Wireframes & prototypage : choisir le bon niveau de fidélité

Wireframes & prototypage : choisir le bon niveau de fidélité

Faire une maquette “belle” trop tôt est un piège : tu figes la forme alors que le problème n’est pas encore clair.
À l’inverse, rester en wireframe gris trop longtemps peut bloquer l’alignement (stakeholders, branding, hiérarchie).

L’enjeu : utiliser le bon niveau de fidélité pour valider la bonne décision au bon moment.

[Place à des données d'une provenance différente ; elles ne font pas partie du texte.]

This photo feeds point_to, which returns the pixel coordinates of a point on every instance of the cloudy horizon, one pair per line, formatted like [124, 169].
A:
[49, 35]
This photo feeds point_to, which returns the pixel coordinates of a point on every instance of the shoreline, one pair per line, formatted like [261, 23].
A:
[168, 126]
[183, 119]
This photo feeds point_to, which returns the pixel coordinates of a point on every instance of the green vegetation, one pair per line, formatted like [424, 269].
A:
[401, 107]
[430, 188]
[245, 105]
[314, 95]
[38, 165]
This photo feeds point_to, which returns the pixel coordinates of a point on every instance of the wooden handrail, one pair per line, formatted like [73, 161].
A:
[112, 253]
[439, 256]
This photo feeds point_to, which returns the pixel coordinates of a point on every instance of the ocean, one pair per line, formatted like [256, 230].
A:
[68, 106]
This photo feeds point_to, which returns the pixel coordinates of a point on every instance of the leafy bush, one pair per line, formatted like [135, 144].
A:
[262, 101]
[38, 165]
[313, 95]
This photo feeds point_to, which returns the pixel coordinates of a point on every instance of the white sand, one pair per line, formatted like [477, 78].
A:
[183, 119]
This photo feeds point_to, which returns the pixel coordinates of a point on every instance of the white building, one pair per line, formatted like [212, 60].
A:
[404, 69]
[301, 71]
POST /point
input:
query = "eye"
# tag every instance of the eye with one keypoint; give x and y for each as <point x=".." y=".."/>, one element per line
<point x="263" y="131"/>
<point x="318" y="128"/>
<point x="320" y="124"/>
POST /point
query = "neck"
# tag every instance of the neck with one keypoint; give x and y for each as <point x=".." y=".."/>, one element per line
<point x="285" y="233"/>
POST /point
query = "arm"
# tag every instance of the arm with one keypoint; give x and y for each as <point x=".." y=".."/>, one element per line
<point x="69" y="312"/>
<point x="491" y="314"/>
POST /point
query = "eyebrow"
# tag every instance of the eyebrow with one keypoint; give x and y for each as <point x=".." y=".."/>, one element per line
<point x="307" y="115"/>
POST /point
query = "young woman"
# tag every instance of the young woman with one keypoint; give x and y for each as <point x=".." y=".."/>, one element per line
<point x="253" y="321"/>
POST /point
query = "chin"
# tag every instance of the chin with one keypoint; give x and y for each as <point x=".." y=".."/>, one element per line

1) Les 3 niveaux (et ce qu’ils valident)

Low‑fi (wireframes)

Objectif : valider structure + parcours.

  • Layout, hiérarchie, navigation
  • Contenu “placeholder” acceptable
  • Rapide à itérer

Mid‑fi (structure + premiers composants)

Objectif : valider interaction + compréhension.

  • Composants “réalistes”
  • États (loading/error/empty) esquissés
  • Textes plus proches du réel

Hi‑fi (maquette / prototype pixel‑perfect)

Objectif : valider look & feel + détails UI.

  • Typo, couleurs, icônes
  • Micro‑interactions
  • Prêt pour handoff dev (si le système suit)

2) Le piège numéro 1 : “On valide le design”

En réunion, on croit valider :

  • le parcours
  • l’ergonomie
  • la compréhension

Mais si c’est hi‑fi, tout le monde commente :

  • la couleur du bouton
  • l’arrondi des cards
  • “je préfère ce bleu”

Solution : low‑fi pour valider la logique, hi‑fi quand la logique est stable.


3) Prototype ≠ maquette

Une maquette est une photo. Un prototype répond à :

  • “Que se passe‑t‑il si je clique ?”
  • “Où est mon feedback ?”
  • “Que voit l’utilisateur si c’est vide / en erreur ?”

Même un prototype low‑fi peut être très efficace s’il couvre :

  • le happy path
  • 1 ou 2 erreurs clés
  • 1 état vide important

4) Une méthode simple en 4 étapes

  1. User flow : dessiner le parcours (5–7 étapes max)
  2. Wireframes low‑fi : 1 écran par étape
  3. Prototype cliquable : navigation + actions clés
  4. Hi‑fi ciblé : uniquement sur les écrans qui partent en dev

Tu évites de “designer” 20 écrans alors que 5 partiront réellement.


5) Checklist wireframes “suffisants”

Avant de passer à la fidélité supérieure, vérifie :

  • l’objectif utilisateur est clair sur chaque écran
  • il y a une action principale (CTA)
  • la navigation est cohérente
  • les states existent (loading / error / empty / success)
  • les textes clés sont compréhensibles (labels, titres, erreurs)

Si ça bloque déjà ici, le hi‑fi ne te sauvera pas.


6) Bonus : prototypage rapide côté dev

Tu peux aussi prototyper en code (surtout si tu as déjà un design system) :

  • Storybook / playground composants
  • routes “fake data”
  • skeleton + états

Avantage : tu valides des choses réelles (scroll, responsive, performance).
Inconvénient : plus coûteux si tu itères sur un concept instable.


Conclusion

Un bon prototype n’est pas “beau”, il est utile : il réduit un doute précis.
Low‑fi pour décider vite, hi‑fi pour exécuter proprement, et surtout : prototype ce qui est risqué, pas ce qui est évident.